Loss of consciousness can occur due to a very slow heart rate, an abnormal heart rhythm or loss of small blood vessel tone, causing pooling of blood in the legs. There are three common forms of syncope: postural syncope, micturition syncope, and vaso-vagal syncope (fainting).
#1 Postural syncope
- The patient becomes dizzy and pale, then loses consciousness after standing up.
- Postural syncope often occurs after a period of bed rest lasting more than a few days, such as during an illness.
- Medicines, especially those used for treating high blood pressure, are a common cause of postural syncope.
- Postural syncope can be the first symptom of blood loss, as from a bleeding peptic ulcer.
#2 Micturition syncope
- An attack usually occurs immediately after urination, often during the night.
- The underlying cause is not fully understood but it may be a result of vasovagal response, postural hypotension, or a combination thereof.
- A fainting episode can occur after a few seconds or minutes of nausea, skin pallor, sweating, and light-headedness.
- Common triggers include: standing for long periods of time, heat exposure, seeing blood, fear of bodily injury
- The episode may be precipitated by a strong emotion or fear.
In most cases, syncope is not a sign of serious illness.

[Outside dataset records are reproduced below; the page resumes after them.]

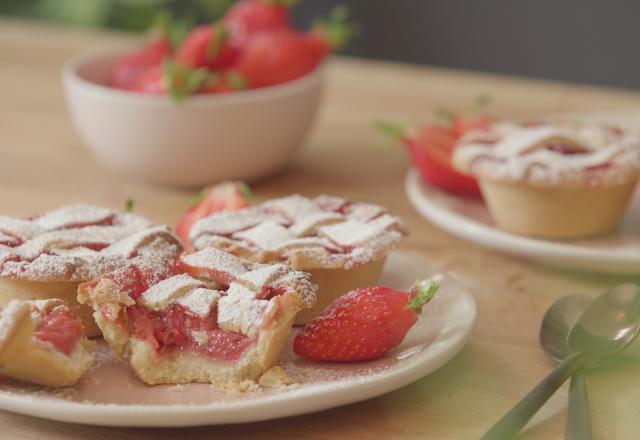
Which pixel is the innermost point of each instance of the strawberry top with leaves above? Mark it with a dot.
(207, 46)
(129, 68)
(247, 18)
(226, 196)
(431, 148)
(363, 324)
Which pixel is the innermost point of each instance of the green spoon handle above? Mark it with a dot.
(516, 419)
(578, 417)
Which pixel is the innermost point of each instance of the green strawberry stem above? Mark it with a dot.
(220, 35)
(182, 81)
(245, 190)
(284, 3)
(422, 293)
(129, 205)
(336, 28)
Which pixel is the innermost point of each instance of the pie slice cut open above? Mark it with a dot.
(43, 342)
(205, 317)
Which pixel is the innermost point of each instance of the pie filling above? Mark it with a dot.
(176, 328)
(60, 328)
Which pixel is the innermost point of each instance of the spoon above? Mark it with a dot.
(607, 326)
(555, 328)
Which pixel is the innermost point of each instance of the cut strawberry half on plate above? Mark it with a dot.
(226, 196)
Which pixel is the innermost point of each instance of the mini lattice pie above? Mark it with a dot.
(43, 342)
(207, 317)
(48, 255)
(553, 179)
(343, 245)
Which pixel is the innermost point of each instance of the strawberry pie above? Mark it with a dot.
(342, 245)
(205, 317)
(553, 179)
(43, 342)
(47, 255)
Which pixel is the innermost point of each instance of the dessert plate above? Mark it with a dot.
(469, 219)
(110, 395)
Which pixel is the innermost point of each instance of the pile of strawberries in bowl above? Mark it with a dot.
(233, 99)
(252, 46)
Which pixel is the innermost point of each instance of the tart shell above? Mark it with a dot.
(556, 211)
(25, 290)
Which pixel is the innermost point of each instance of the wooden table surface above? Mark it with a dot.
(43, 165)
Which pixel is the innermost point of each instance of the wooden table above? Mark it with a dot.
(43, 164)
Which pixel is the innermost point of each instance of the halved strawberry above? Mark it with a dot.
(363, 324)
(431, 149)
(226, 196)
(131, 67)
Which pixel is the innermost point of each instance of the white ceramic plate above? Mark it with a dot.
(469, 219)
(110, 395)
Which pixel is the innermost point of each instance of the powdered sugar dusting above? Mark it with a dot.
(323, 232)
(79, 242)
(527, 152)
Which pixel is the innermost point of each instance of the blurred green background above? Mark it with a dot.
(134, 15)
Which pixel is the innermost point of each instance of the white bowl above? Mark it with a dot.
(244, 135)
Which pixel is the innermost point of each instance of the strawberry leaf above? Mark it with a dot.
(423, 292)
(236, 81)
(336, 28)
(245, 190)
(392, 133)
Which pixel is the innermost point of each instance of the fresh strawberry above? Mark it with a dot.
(246, 18)
(171, 79)
(224, 82)
(226, 196)
(275, 57)
(207, 46)
(129, 68)
(363, 324)
(432, 146)
(279, 55)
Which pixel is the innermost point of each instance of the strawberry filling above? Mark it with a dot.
(565, 149)
(174, 329)
(60, 328)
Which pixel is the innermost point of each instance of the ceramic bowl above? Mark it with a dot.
(244, 135)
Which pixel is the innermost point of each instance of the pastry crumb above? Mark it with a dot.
(275, 377)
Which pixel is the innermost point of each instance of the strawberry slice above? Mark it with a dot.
(226, 196)
(279, 55)
(247, 18)
(363, 324)
(432, 147)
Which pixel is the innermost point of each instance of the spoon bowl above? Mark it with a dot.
(610, 323)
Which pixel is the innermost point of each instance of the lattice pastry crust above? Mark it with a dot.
(78, 243)
(24, 356)
(238, 315)
(320, 233)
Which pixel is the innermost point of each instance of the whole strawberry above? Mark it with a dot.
(363, 324)
(247, 18)
(207, 46)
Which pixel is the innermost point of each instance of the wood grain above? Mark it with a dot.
(43, 164)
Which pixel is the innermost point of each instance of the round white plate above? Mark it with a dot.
(469, 219)
(110, 395)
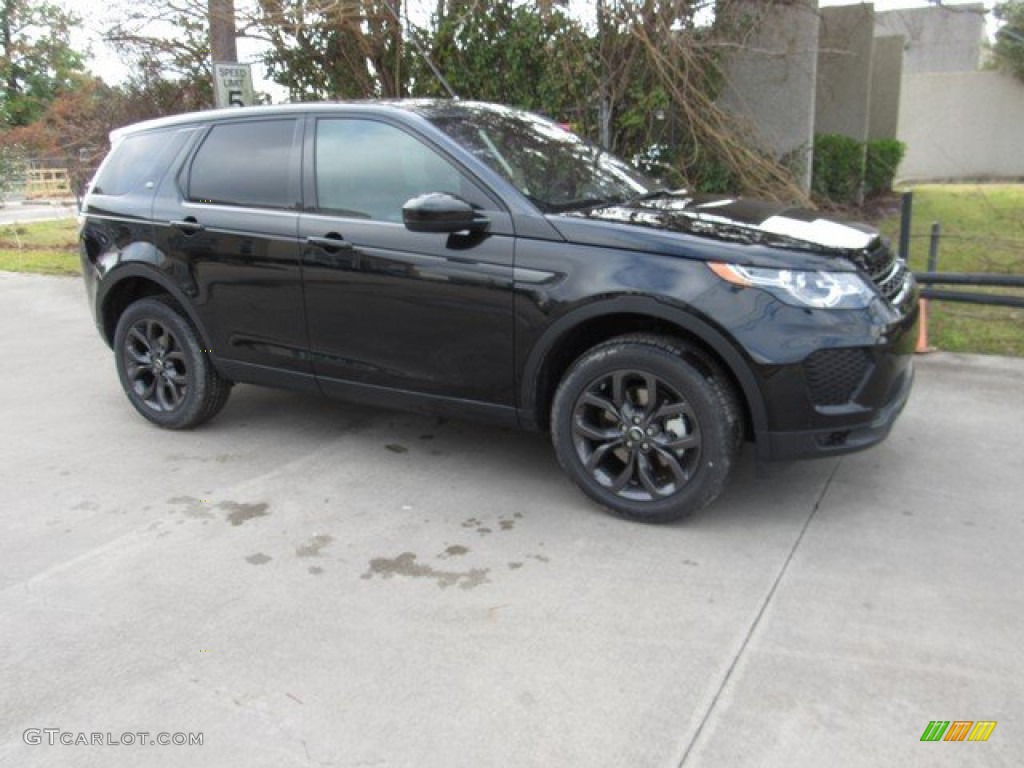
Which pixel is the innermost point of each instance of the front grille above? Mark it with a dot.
(834, 376)
(886, 271)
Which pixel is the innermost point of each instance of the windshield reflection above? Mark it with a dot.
(555, 169)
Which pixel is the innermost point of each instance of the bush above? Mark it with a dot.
(838, 169)
(884, 157)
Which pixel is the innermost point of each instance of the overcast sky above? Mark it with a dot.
(98, 14)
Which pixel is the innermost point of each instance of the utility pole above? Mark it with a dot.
(222, 47)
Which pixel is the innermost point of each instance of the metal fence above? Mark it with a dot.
(932, 276)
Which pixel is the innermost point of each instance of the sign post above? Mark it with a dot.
(232, 85)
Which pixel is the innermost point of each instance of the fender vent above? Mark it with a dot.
(834, 376)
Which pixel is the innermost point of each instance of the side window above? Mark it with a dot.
(247, 164)
(367, 169)
(138, 160)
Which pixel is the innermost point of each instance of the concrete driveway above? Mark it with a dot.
(307, 583)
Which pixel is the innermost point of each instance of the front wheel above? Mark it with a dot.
(163, 369)
(646, 427)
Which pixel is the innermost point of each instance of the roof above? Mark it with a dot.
(383, 105)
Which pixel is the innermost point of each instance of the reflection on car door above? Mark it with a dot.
(430, 313)
(230, 220)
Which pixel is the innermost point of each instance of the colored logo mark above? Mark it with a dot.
(958, 730)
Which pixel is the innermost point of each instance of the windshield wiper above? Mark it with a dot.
(658, 193)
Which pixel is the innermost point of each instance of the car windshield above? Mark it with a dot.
(554, 168)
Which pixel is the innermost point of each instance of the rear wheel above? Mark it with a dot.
(163, 368)
(646, 427)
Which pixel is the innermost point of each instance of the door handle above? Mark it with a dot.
(332, 243)
(188, 225)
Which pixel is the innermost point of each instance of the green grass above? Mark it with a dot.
(982, 231)
(40, 247)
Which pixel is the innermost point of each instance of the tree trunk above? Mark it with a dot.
(222, 47)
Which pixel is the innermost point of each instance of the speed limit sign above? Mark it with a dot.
(232, 85)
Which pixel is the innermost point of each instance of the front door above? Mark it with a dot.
(428, 313)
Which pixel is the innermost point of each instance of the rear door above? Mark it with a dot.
(229, 219)
(429, 313)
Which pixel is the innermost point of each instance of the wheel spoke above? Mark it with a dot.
(600, 453)
(681, 442)
(145, 389)
(592, 432)
(619, 390)
(165, 394)
(626, 475)
(136, 370)
(644, 470)
(591, 398)
(670, 410)
(672, 462)
(650, 386)
(139, 344)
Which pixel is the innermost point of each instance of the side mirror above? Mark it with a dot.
(439, 212)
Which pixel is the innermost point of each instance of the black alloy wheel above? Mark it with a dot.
(164, 370)
(636, 435)
(155, 365)
(647, 427)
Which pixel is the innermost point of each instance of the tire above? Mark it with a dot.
(646, 459)
(163, 368)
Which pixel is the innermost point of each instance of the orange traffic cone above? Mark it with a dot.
(923, 347)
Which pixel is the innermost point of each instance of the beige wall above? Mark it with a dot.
(962, 125)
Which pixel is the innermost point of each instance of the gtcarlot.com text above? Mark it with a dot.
(54, 736)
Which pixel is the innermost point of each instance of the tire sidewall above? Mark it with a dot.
(717, 438)
(198, 364)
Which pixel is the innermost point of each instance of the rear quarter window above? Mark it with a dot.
(252, 164)
(138, 160)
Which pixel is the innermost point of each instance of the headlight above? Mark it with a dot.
(801, 288)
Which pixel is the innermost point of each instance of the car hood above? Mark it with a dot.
(734, 220)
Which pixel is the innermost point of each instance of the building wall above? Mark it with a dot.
(846, 41)
(962, 125)
(887, 74)
(937, 38)
(770, 83)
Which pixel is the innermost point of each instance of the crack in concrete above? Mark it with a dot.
(757, 619)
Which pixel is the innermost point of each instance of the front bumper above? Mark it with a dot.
(839, 439)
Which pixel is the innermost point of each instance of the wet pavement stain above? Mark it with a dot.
(316, 543)
(238, 513)
(404, 564)
(193, 507)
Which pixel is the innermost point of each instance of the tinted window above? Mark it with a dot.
(247, 164)
(370, 170)
(138, 160)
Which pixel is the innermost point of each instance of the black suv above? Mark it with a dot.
(474, 260)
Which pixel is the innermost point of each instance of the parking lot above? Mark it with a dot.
(310, 583)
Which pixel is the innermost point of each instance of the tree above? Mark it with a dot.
(168, 42)
(503, 50)
(1009, 47)
(37, 62)
(332, 48)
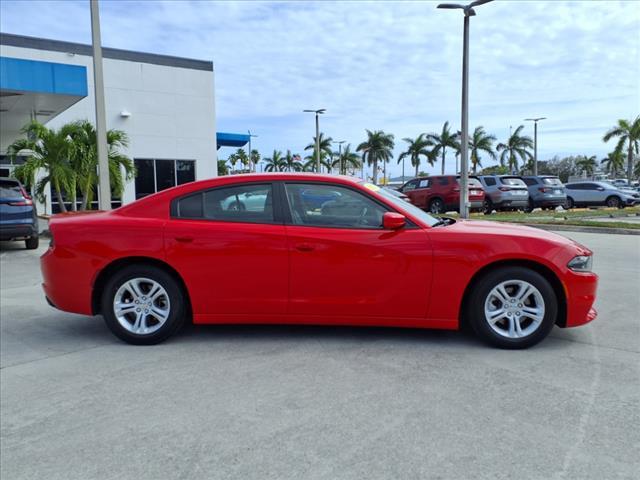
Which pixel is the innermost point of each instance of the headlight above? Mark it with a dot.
(581, 263)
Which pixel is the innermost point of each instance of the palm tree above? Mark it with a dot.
(480, 141)
(291, 163)
(346, 160)
(378, 147)
(325, 148)
(629, 133)
(516, 146)
(254, 158)
(50, 150)
(85, 160)
(587, 164)
(614, 162)
(417, 147)
(275, 163)
(446, 139)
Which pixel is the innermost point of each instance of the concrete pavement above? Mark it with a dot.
(273, 402)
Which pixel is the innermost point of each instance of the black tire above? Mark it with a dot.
(436, 206)
(475, 309)
(176, 305)
(570, 203)
(32, 243)
(487, 206)
(614, 202)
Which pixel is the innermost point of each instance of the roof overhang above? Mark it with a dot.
(31, 89)
(232, 139)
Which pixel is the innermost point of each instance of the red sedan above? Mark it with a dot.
(311, 249)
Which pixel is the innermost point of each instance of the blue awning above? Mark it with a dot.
(232, 139)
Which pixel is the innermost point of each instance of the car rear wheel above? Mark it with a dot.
(512, 307)
(570, 203)
(436, 206)
(143, 305)
(614, 202)
(32, 243)
(487, 206)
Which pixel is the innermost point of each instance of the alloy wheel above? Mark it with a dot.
(141, 306)
(514, 309)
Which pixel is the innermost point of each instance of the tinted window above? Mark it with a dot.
(191, 207)
(513, 181)
(10, 189)
(555, 181)
(410, 186)
(473, 182)
(332, 206)
(242, 203)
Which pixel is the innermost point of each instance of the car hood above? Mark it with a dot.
(512, 230)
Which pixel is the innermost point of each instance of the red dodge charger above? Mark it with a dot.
(311, 249)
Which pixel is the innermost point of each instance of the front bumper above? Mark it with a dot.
(580, 291)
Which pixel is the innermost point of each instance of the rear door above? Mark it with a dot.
(229, 245)
(344, 264)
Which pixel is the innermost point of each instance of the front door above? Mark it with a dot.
(343, 264)
(231, 250)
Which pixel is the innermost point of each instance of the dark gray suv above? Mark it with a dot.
(545, 191)
(504, 192)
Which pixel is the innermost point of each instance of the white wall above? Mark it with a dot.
(172, 108)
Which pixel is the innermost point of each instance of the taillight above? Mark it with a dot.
(22, 203)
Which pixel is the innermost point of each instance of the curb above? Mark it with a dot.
(577, 228)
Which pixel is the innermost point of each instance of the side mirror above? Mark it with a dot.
(393, 220)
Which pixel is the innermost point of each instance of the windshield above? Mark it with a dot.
(552, 181)
(402, 204)
(513, 181)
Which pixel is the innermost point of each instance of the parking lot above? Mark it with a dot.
(319, 403)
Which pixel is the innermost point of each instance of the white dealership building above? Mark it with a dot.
(165, 104)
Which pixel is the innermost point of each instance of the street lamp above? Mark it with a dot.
(464, 144)
(318, 113)
(250, 137)
(340, 154)
(535, 141)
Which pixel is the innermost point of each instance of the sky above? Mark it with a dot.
(392, 66)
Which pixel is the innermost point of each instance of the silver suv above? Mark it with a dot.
(504, 192)
(545, 191)
(590, 194)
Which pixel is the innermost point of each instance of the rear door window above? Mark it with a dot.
(512, 181)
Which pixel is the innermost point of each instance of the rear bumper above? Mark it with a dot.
(580, 290)
(20, 230)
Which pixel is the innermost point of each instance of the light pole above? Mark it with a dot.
(250, 137)
(318, 113)
(464, 144)
(535, 141)
(340, 155)
(104, 185)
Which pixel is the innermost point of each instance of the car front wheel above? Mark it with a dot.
(512, 307)
(143, 305)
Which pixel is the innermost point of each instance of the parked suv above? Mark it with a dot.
(504, 192)
(545, 191)
(441, 193)
(18, 219)
(589, 194)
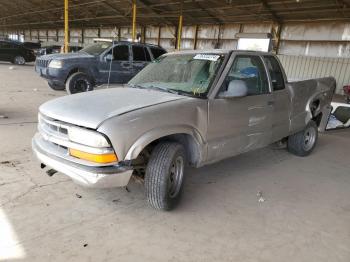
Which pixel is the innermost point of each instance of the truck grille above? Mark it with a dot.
(53, 129)
(42, 62)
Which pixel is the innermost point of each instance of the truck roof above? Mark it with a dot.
(217, 51)
(124, 41)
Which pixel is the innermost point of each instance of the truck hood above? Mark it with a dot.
(92, 108)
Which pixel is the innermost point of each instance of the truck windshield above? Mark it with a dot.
(187, 74)
(97, 48)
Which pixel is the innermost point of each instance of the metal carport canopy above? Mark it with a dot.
(91, 13)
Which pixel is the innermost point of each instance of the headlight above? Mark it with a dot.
(87, 137)
(92, 139)
(56, 64)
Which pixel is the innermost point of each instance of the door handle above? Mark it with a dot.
(126, 65)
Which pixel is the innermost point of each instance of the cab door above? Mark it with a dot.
(237, 125)
(119, 69)
(281, 98)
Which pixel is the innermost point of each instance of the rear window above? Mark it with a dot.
(157, 52)
(140, 53)
(121, 53)
(275, 73)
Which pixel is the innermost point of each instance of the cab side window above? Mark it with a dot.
(250, 71)
(275, 73)
(140, 53)
(157, 52)
(121, 53)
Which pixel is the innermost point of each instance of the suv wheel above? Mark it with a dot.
(165, 175)
(303, 142)
(55, 87)
(19, 60)
(79, 82)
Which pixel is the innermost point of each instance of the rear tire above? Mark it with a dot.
(19, 60)
(55, 87)
(303, 142)
(79, 82)
(165, 175)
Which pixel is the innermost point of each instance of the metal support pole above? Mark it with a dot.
(179, 33)
(66, 28)
(195, 41)
(159, 35)
(133, 20)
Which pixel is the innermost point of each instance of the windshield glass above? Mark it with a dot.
(190, 74)
(97, 48)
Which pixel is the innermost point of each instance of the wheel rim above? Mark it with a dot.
(81, 85)
(19, 60)
(176, 176)
(309, 138)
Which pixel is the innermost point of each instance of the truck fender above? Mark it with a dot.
(158, 133)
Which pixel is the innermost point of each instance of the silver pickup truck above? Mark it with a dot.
(186, 108)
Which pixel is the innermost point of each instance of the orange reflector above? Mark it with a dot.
(106, 158)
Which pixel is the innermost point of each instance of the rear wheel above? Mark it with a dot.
(303, 142)
(19, 60)
(79, 82)
(165, 175)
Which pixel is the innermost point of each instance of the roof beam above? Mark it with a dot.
(267, 7)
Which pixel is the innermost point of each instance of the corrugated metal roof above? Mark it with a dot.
(49, 13)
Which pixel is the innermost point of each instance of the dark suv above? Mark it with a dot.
(16, 53)
(100, 63)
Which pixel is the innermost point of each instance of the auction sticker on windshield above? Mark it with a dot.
(206, 57)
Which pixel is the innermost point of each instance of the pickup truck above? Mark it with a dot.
(100, 63)
(185, 108)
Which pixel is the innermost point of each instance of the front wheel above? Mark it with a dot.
(19, 60)
(79, 82)
(303, 142)
(55, 87)
(165, 175)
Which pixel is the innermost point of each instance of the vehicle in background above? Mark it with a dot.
(35, 46)
(56, 49)
(15, 52)
(186, 108)
(100, 63)
(347, 93)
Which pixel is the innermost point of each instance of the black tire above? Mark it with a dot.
(79, 82)
(55, 87)
(19, 60)
(161, 190)
(303, 142)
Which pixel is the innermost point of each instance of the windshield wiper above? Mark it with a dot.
(168, 90)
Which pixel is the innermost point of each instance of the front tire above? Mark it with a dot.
(303, 142)
(79, 82)
(19, 60)
(165, 175)
(55, 87)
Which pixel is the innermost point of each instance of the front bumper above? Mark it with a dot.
(88, 176)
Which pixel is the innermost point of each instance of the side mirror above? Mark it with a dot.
(109, 57)
(236, 88)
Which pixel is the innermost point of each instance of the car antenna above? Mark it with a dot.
(110, 64)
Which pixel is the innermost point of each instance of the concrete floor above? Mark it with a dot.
(305, 215)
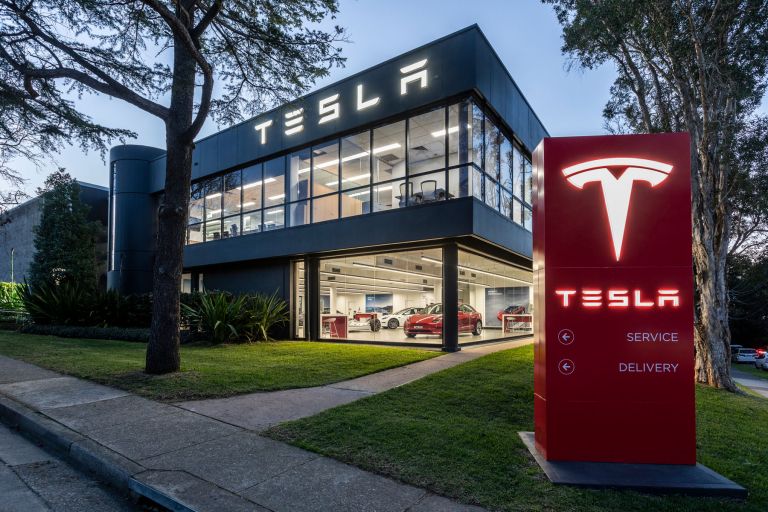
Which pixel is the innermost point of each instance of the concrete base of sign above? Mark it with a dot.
(651, 478)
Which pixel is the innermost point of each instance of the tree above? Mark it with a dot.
(749, 198)
(748, 294)
(65, 240)
(260, 51)
(684, 65)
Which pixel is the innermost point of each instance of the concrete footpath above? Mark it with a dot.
(208, 455)
(756, 384)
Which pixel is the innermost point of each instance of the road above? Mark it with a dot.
(32, 480)
(756, 384)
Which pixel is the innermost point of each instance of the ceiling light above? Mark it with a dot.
(365, 265)
(258, 183)
(351, 178)
(402, 283)
(395, 145)
(469, 269)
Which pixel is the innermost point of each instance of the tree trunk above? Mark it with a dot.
(163, 349)
(712, 335)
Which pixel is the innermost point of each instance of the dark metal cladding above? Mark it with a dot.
(458, 65)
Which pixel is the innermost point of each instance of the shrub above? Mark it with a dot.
(266, 313)
(67, 303)
(223, 318)
(89, 332)
(10, 296)
(110, 308)
(220, 316)
(70, 303)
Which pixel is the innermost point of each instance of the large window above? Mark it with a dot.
(393, 297)
(445, 153)
(426, 142)
(495, 299)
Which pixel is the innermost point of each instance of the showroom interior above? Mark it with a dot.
(396, 297)
(401, 224)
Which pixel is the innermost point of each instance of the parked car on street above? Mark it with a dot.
(430, 321)
(761, 360)
(396, 319)
(744, 355)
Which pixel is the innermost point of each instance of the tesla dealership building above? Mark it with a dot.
(393, 206)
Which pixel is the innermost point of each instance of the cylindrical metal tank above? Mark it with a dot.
(132, 218)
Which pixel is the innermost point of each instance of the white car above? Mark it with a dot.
(395, 320)
(745, 355)
(761, 360)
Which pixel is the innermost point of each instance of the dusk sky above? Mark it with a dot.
(524, 33)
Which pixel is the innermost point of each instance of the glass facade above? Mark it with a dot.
(498, 295)
(372, 297)
(448, 152)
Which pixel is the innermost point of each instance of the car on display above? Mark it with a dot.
(430, 321)
(361, 323)
(744, 355)
(511, 310)
(395, 320)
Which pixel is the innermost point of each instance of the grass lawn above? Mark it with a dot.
(208, 371)
(751, 370)
(455, 432)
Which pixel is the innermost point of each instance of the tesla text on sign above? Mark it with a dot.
(614, 299)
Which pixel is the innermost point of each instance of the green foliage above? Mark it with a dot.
(70, 303)
(65, 248)
(66, 303)
(219, 316)
(267, 312)
(89, 332)
(10, 296)
(748, 304)
(223, 318)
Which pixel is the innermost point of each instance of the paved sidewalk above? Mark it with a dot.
(259, 411)
(756, 384)
(215, 460)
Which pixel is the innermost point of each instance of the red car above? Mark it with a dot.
(431, 321)
(511, 310)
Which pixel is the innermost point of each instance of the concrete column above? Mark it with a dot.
(451, 298)
(312, 307)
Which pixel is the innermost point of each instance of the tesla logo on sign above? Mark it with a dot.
(617, 191)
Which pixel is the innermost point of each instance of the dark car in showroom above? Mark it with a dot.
(430, 321)
(511, 310)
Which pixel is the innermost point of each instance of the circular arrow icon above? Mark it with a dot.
(566, 366)
(566, 336)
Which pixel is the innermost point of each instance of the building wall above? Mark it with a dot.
(17, 231)
(266, 278)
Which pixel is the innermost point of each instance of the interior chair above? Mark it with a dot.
(406, 191)
(429, 191)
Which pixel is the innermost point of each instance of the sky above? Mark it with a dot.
(524, 33)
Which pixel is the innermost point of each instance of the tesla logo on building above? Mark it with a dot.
(618, 298)
(329, 109)
(617, 191)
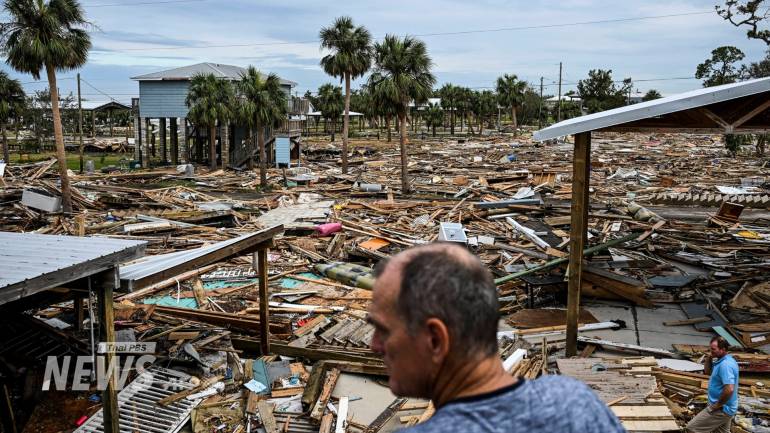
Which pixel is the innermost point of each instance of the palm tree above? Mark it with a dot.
(350, 58)
(263, 105)
(381, 103)
(404, 65)
(12, 100)
(485, 105)
(331, 103)
(47, 35)
(434, 116)
(210, 101)
(448, 95)
(510, 91)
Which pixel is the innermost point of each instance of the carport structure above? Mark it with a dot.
(739, 108)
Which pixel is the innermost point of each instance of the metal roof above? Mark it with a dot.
(184, 73)
(658, 107)
(33, 262)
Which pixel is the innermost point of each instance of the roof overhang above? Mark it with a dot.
(738, 108)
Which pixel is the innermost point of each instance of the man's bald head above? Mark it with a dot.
(445, 281)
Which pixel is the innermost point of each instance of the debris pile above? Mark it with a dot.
(678, 249)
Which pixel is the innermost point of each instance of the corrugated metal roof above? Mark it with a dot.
(24, 256)
(658, 107)
(219, 70)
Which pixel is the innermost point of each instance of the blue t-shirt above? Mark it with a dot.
(724, 372)
(549, 404)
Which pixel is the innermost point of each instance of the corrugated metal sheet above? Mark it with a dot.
(26, 255)
(657, 107)
(219, 70)
(282, 151)
(163, 98)
(138, 406)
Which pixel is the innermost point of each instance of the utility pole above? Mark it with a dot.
(558, 111)
(80, 126)
(540, 110)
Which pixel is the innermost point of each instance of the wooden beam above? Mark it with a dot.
(264, 314)
(7, 420)
(68, 274)
(257, 241)
(578, 228)
(243, 322)
(751, 114)
(80, 316)
(716, 119)
(105, 283)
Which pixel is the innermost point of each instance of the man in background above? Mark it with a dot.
(722, 392)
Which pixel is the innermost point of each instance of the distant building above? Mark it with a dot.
(551, 102)
(161, 106)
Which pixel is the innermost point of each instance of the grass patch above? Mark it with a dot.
(73, 160)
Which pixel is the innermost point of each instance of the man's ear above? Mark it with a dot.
(438, 339)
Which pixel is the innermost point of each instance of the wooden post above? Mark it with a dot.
(174, 142)
(581, 169)
(105, 284)
(264, 317)
(162, 130)
(80, 315)
(7, 419)
(80, 126)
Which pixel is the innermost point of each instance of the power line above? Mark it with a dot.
(93, 87)
(146, 3)
(462, 32)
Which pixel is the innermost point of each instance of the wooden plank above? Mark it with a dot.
(313, 386)
(326, 391)
(105, 283)
(264, 314)
(692, 321)
(251, 403)
(199, 293)
(607, 343)
(182, 394)
(310, 326)
(641, 411)
(751, 114)
(265, 410)
(652, 426)
(259, 240)
(183, 335)
(342, 415)
(386, 415)
(326, 423)
(240, 321)
(578, 232)
(603, 280)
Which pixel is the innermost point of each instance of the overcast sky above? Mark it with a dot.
(281, 36)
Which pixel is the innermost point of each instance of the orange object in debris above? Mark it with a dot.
(374, 244)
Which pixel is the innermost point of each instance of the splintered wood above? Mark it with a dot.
(628, 387)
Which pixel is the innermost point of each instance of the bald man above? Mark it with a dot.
(435, 313)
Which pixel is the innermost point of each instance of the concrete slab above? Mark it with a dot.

Syncope can be the first or only indication of serious heart disease, especially if an attack occurs while the patient is lying or sitting and the patient has a history of heart disease. In a few cases, generalized epilepsy can occur without tonic-clonic movements can mimic syncope. Epilepsy is likely to be the correct diagnosis if the patient is dusky blue (cyanosed) rather than pale; recovers slowly and is confused for a period after the episode.
What to do if someone losses consciousness onboard
- Lay the patient flat.
- Check for injuries (one third of patients with syncope injure themselves falling).
- If you think that medications may have caused postural syncope, seek medical advice about stopping these medications.
- If there are indications of a serious cardiac cause seek medical advice with a view to evacuation.
- If no cause can be found, keep the patient lying down and check frequently for evidence of bleeding, such as blood in the stools.
Keep in mind
Loss of consciousness might have no medical significance or on the other hand, the cause can be a serious disorder, often involving the heart. Therefore, treat loss of consciousness as a medical emergency until the signs and symptoms are relieved, and the cause is known. Talk to a doctor if fainting becomes repetitive. Also, pay attention if you begin to feel lightheaded, dizzy or clammy, or if you have unusual sweating, nausea or heart palpitations. Sit or lie down until you feel stable or are able to call for assistance and be sure to be evaluated if this occurs.